La repetida frase de “no hay bolsillo que aguante” se hace más patente, en particular por la falta de acompañamiento que van teniendo los acuerdos salariales con un incremento de precios que corre muy por delante. Y eso que recién comenzó el año.
Por fuera de las tensiones políticas partidarias, donde oficialistas y opositores se reparten las culpas, el único gran derrotado sigue siendo el bolsillo de los que todavía tienen la posibilidad de contar con un ingreso mensual. Peor la sacan los que no cuentan con esa seguridad y, muy probablemente, se deban arreglar con algún plan del Estado para poner algo de comida mes a mes.
Cuando la sumatoria del primer trimestre del año se asemeja a índices de los 90, cuando la Argentina salía de la hiperinflación, es muy notorio el retroceso que tuvieron la economía del país y el poder adquisitivo de los argentinos. Sin dudas estamos frente a una regresión de la que costará poder avanzar. Llevará muchos años pero dejará muchas víctimas en el camino sumidas en la pobreza y la indigencia, generaciones comprometidas en su desarrollo a las que habrá que apuntalar para evitar males mayores.

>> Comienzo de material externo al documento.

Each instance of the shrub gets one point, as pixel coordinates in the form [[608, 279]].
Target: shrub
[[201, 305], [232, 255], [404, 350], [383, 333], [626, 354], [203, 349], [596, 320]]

Mientras tanto, al menos en el Gobierno, no hay “iluminados” por la ciencia o la técnica (en la experiencia está claro que no) con capacidad para revertir un problema central que atraviesa la gestión: frenar la inflación.
Lo único que se repite es un esquema de controles de precios y congelamientos que nada inciden para mejor. ¿O tal vez sin ellos la cifra hubiera sido peor? Mejor no averiguarlo. Con la involución de la economía (por la pandemia, la guerra, la incapacidad oficial, etc, etc) resulta suficiente el duro presente que toca vivir.